I was referring to the hype about them. When something’s new its the subject of all kinds of breathless pronouncements about how it will utterly change the world—then when it enters actual use, people find all the pitfalls and limits that it has in practice that the abstract-concept-of-it does not have, and get disaffected with it. Then it just kind of becomes part of the background, not really noticed.
Some of these advances are also nearing the end of low-hanging fruit, most obviously image recognition. We’re quickly approaching human levels for simple problems, and while there’s a massive amount of space for optimization and better training, these aren’t likely to be newsworthy in the same way.
Why do you think these advances will “flatten out”?

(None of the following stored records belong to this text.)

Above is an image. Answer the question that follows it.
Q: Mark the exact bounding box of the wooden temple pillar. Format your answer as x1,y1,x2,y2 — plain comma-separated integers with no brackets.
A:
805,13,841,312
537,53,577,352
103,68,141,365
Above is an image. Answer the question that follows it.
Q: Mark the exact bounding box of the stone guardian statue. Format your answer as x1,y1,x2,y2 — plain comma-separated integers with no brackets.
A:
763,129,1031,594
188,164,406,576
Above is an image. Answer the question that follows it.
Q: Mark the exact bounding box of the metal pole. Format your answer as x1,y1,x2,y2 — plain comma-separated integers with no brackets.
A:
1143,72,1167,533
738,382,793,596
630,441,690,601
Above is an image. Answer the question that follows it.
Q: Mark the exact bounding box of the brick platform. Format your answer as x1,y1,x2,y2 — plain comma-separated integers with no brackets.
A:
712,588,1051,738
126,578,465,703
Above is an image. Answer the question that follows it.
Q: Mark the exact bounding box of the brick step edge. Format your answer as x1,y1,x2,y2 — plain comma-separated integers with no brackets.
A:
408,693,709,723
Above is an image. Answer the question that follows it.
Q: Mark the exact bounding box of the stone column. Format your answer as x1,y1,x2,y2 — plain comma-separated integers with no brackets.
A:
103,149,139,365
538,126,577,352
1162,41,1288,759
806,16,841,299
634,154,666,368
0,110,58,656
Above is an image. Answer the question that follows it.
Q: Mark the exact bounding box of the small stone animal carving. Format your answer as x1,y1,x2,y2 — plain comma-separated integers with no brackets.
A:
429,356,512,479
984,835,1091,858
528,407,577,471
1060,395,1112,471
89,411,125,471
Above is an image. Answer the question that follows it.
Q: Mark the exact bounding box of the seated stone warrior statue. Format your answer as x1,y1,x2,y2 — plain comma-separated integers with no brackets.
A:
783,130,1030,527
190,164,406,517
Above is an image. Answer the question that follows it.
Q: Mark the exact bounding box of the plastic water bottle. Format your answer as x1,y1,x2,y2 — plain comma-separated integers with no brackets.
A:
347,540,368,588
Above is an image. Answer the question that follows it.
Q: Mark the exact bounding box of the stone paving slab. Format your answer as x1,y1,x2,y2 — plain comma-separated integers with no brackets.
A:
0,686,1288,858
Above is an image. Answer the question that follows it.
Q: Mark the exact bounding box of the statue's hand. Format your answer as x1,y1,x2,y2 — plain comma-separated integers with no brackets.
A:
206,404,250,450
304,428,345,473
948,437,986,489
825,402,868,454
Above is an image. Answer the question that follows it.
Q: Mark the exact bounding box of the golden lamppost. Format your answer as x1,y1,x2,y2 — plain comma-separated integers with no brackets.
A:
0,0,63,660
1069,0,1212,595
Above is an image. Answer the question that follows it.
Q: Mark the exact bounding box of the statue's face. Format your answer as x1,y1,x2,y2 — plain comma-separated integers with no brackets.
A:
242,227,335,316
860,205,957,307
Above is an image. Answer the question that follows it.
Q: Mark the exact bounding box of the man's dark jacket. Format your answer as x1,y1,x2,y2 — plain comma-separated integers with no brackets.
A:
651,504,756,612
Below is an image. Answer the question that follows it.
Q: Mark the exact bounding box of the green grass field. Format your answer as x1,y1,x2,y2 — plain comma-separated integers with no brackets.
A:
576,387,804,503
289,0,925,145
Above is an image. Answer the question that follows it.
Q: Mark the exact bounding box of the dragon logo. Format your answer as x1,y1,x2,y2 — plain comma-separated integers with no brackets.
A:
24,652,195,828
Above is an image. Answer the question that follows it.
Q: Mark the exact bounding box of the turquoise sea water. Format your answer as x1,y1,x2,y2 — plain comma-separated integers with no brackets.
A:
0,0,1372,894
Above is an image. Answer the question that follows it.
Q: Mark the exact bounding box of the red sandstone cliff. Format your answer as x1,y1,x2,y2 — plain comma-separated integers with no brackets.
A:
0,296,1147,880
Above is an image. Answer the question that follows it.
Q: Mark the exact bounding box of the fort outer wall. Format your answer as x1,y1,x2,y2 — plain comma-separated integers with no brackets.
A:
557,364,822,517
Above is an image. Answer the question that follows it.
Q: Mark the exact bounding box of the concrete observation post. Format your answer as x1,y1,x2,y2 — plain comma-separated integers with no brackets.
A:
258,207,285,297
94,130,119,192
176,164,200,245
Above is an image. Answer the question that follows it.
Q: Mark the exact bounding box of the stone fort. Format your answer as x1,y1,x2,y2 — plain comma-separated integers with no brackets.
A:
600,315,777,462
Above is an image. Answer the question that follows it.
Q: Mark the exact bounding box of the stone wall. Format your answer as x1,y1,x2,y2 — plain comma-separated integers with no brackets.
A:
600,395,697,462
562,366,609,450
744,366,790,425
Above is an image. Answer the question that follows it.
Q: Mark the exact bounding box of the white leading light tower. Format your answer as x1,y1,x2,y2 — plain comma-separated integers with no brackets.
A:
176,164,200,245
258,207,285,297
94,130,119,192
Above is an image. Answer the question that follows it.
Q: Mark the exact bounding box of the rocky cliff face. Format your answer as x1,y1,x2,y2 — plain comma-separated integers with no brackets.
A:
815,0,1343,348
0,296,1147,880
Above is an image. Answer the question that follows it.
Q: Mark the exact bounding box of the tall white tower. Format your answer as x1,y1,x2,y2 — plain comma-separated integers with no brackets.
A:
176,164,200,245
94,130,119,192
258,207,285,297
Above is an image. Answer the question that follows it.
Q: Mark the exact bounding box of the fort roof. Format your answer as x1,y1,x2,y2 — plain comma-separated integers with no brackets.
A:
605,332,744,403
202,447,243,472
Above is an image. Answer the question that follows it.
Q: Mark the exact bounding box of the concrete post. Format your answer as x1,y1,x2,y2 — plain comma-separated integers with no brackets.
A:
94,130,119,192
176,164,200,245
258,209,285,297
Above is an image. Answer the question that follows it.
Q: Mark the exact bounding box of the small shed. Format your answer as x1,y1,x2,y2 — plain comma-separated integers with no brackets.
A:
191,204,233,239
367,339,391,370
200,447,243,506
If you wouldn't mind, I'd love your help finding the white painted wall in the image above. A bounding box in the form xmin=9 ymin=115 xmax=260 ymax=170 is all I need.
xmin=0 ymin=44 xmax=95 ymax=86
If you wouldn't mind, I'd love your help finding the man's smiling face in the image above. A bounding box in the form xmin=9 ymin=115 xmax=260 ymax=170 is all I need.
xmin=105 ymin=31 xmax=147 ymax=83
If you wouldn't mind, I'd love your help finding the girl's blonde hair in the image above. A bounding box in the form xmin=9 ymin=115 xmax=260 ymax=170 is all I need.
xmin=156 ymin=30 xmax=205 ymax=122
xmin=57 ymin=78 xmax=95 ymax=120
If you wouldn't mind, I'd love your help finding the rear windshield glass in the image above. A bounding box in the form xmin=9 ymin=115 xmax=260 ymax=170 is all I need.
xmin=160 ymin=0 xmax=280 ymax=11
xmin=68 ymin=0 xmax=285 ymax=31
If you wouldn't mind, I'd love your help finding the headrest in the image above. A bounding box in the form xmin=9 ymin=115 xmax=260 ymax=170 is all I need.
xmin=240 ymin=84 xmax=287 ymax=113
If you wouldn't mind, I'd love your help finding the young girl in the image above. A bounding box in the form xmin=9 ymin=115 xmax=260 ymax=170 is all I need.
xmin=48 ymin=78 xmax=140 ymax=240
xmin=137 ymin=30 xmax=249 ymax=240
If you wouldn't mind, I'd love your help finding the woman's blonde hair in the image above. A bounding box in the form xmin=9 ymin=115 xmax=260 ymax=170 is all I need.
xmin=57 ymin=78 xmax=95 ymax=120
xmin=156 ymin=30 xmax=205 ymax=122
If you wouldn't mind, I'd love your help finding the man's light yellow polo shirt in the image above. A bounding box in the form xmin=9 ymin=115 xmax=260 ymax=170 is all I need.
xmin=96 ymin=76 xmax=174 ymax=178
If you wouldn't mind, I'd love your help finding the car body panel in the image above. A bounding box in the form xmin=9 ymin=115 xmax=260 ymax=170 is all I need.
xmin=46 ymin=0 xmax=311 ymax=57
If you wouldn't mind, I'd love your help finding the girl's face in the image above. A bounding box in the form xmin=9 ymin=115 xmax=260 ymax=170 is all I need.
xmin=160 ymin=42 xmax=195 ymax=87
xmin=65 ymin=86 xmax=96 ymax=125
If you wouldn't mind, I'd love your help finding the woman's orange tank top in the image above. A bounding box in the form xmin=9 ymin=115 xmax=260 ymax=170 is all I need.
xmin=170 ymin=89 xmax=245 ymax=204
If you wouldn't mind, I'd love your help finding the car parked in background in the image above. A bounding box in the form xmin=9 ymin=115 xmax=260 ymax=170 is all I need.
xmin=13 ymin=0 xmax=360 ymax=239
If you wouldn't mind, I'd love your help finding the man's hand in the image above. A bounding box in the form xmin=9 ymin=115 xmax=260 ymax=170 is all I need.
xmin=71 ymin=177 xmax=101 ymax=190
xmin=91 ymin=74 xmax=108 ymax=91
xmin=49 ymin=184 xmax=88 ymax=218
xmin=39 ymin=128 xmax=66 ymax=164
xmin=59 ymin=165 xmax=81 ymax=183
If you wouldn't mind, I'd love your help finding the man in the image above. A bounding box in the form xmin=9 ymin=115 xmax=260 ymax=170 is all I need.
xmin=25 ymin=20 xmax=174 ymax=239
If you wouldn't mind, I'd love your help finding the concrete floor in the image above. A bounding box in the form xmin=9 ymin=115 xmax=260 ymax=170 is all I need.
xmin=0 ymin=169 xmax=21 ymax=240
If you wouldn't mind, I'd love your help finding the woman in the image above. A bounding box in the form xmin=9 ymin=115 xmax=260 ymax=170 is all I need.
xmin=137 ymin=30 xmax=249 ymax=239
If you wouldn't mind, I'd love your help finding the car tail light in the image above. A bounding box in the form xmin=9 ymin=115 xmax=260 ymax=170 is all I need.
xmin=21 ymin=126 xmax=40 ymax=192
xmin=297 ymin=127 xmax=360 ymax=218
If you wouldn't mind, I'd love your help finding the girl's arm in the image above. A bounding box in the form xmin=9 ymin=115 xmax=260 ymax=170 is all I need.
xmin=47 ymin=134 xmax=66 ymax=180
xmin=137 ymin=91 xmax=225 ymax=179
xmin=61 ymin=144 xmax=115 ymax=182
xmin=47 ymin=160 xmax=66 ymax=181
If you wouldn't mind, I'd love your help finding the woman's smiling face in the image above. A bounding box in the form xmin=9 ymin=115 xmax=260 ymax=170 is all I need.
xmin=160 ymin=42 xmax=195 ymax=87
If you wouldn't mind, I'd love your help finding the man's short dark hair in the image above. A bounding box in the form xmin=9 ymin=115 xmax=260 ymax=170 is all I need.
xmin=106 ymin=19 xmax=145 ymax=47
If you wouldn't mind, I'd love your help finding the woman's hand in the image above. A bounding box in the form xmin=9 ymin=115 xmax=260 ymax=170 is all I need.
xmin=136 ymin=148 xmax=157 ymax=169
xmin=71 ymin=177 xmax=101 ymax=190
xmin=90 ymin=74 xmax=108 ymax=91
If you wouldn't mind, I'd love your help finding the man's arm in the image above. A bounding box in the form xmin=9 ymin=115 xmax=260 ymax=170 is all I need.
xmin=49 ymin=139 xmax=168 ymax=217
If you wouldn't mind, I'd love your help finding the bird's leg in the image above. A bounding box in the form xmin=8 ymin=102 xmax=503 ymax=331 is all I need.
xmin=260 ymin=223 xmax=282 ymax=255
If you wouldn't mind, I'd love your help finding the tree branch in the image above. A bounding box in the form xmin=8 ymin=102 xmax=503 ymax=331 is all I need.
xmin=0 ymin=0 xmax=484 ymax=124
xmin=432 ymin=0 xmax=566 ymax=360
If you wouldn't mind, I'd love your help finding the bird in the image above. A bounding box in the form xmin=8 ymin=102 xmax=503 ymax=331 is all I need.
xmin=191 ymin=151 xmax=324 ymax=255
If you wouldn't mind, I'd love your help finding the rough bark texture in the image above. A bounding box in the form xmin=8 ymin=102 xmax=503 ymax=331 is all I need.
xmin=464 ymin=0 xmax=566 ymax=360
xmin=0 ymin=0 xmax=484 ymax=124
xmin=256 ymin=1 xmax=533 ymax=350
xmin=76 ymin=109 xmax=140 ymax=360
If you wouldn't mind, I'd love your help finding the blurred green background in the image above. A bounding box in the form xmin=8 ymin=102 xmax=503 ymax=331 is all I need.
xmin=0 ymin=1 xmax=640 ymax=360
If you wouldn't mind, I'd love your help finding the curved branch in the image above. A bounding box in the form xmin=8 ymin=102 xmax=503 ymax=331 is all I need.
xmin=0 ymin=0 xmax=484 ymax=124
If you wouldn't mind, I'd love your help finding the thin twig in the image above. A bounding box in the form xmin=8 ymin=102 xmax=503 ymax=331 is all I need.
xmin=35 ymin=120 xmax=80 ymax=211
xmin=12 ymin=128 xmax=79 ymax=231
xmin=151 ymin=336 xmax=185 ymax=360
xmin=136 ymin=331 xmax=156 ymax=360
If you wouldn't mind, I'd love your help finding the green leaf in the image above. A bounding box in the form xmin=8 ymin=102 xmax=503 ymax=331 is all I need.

I was referring to the hype about them. When something’s new its the subject of all kinds of breathless pronouncements about how it will utterly change the world—then when it enters actual use, people find all the pitfalls and limits that it has in practice that the abstract-concept-of-it does not have, and get disaffected with it. Then it just kind of becomes part of the background, not really noticed.
Some of these advances are also nearing the end of low-hanging fruit, most obviously image recognition. We’re quickly approaching human levels for simple problems, and while there’s a massive amount of space for optimization and better training, these aren’t likely to be newsworthy in the same way.
The link still suggest that humans are much better.
I don’t see how better than human level at image recognition won’t provide newsworthy stories.
We are still a long way from security cameras in companies simply identifying every person who walks around via facial recognition.
Question such as whether a school or university is allowed to track attendance rates via facial recognition software will produce social debates.
Evernote does a bit image recognition for documents but aside from that I haven’t used any computer guided image recognition for a while.